In other words, their argument is not so much with evolution per se as it is with what they see as the failure of evolution to account for how it all started. It is perfectly reasonable as science, they believe, to explore whether an outside agent triggered diversity of complex biological structures seemingly engineered to sustain life on Earth.
Intelligent-design supporters are careful to say they don’t know who or what that outside agent was, but to the large majority of biologists, that’s beside the point: Science is concerned with the natural world, while intelligent design supposes an agent independent of the natural world.
You can teach such concepts, Leshner and Scott say; indeed, you should — just do it in philosophy and religion and literature classes. Don’t do it in science classes, because, by definition, that’s religion. It isn’t science.
“If we human beings evolved as a result of natural cause, are we special to God? Does life then have some sort of purpose?” Scott asked.

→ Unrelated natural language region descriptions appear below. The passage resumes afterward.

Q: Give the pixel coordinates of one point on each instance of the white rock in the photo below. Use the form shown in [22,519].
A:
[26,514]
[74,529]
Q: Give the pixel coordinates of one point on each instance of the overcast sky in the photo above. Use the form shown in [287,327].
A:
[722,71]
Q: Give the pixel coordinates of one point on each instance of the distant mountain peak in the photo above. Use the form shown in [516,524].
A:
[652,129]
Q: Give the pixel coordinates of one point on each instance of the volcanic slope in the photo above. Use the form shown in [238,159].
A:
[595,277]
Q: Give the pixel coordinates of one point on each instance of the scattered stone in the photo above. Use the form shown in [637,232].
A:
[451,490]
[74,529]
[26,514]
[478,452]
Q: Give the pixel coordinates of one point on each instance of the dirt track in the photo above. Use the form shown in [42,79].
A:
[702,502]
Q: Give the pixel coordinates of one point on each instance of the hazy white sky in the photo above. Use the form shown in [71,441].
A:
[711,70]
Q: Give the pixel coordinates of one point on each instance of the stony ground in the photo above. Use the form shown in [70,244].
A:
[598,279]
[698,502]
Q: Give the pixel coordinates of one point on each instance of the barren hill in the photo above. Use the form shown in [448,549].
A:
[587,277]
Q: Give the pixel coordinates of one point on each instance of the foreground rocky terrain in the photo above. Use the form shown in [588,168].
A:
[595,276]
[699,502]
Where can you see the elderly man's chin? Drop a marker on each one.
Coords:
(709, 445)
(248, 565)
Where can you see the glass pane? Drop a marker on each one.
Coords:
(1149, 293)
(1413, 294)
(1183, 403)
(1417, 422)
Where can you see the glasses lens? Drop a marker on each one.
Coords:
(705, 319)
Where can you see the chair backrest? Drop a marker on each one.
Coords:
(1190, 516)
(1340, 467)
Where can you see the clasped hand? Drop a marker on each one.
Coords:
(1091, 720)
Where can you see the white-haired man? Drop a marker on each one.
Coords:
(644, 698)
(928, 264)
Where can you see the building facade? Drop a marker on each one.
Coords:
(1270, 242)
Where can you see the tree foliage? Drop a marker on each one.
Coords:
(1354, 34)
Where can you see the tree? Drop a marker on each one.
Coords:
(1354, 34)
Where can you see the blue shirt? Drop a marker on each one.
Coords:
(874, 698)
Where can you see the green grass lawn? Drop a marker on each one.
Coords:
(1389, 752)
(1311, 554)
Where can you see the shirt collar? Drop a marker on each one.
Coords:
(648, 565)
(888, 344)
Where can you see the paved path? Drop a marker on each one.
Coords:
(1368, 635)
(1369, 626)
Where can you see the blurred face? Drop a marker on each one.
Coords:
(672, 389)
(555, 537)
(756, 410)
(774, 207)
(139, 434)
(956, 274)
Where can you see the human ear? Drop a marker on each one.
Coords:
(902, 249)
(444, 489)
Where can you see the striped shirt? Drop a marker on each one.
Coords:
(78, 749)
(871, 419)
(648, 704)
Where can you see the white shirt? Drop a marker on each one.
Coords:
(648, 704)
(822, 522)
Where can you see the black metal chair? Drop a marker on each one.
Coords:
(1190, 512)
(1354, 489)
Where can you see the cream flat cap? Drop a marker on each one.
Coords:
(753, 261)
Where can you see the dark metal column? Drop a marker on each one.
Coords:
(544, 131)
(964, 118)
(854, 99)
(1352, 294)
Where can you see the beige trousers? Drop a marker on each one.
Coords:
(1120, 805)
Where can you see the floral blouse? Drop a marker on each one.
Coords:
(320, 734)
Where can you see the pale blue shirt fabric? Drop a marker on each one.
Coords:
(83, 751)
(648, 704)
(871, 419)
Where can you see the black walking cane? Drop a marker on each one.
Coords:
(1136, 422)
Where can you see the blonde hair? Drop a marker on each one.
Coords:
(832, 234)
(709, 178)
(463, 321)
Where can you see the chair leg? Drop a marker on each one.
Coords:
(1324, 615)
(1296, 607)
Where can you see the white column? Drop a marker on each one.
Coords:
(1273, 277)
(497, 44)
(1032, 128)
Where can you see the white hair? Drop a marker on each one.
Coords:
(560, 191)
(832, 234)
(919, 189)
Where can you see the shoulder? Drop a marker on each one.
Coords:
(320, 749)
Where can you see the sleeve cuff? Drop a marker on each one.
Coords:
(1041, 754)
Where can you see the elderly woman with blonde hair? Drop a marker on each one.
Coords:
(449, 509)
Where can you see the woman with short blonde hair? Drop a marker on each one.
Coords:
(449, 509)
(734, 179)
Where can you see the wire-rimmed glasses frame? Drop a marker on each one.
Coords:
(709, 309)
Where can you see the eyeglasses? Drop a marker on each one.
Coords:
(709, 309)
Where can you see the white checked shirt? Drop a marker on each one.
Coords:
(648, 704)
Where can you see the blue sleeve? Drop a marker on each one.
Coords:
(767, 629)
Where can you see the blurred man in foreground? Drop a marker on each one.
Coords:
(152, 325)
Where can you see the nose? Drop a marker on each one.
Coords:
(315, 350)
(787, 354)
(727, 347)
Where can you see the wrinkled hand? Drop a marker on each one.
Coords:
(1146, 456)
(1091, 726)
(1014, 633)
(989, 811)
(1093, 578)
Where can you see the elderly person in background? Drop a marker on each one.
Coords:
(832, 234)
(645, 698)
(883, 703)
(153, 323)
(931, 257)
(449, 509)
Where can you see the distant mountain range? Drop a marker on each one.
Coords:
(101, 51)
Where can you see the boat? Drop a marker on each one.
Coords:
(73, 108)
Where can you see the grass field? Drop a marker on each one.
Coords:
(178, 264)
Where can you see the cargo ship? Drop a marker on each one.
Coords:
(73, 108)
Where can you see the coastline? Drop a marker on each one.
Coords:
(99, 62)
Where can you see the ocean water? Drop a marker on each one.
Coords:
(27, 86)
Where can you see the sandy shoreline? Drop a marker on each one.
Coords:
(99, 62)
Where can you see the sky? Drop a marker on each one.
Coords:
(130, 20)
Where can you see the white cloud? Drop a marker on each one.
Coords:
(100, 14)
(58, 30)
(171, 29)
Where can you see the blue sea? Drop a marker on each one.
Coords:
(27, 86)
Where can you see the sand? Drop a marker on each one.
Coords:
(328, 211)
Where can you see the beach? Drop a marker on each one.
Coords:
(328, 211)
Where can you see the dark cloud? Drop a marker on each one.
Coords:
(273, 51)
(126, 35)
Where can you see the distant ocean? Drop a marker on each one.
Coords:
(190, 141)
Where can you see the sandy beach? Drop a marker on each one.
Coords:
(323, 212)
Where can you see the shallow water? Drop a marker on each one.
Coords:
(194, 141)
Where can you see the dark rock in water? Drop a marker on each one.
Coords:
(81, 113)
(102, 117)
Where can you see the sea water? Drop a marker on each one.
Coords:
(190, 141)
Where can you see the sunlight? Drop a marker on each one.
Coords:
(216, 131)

They’re legitimate questions, but “these are issues that are outside of science,” she said. “These are not issues that should be part of the science curriculum.”
Tough spot for ID crowd
The Dover case raises difficult issues for many advocates of intelligent design, who sometimes feel as if they’re dismissed as rubes or Bible thumpers trying to wiggle God back into the classroom in a white lab coat.
Indeed, the Discovery Institute — the Seattle-based think tank that is the intellectual engine of the movement — finds itself opposing both sides. While it criticized the ACLU for pursuing an “Orwellian” stifling of scientific debate, it also disagreed with the Dover school board’s vote last year.
“Discovery Institute strongly opposes the ACLU’s effort to make discussions of intelligent design illegal. At the same time, we disagree with efforts to get the government to require the teaching of intelligent design,” the institute said in a statement this week.
“Misguided policies like the one adopted by the Dover School District are likely to be politically divisive and hinder a fair and open discussion of the merits of intelligent design among scholars and within the scientific community, points we have made repeatedly since we first learned about the Dover policy in 2004.”
Regardless, the end result could be some judicial proclamation of that kind. Because the losing side is likely to appeal every step of the way, the case may well end up at the Supreme Court, leading to a ruling that could set a national precedent.
That is “a disturbing prospect,” the Discovery Institute said — judges should not be telling scientists “what is legitimate scientific inquiry and what is not.”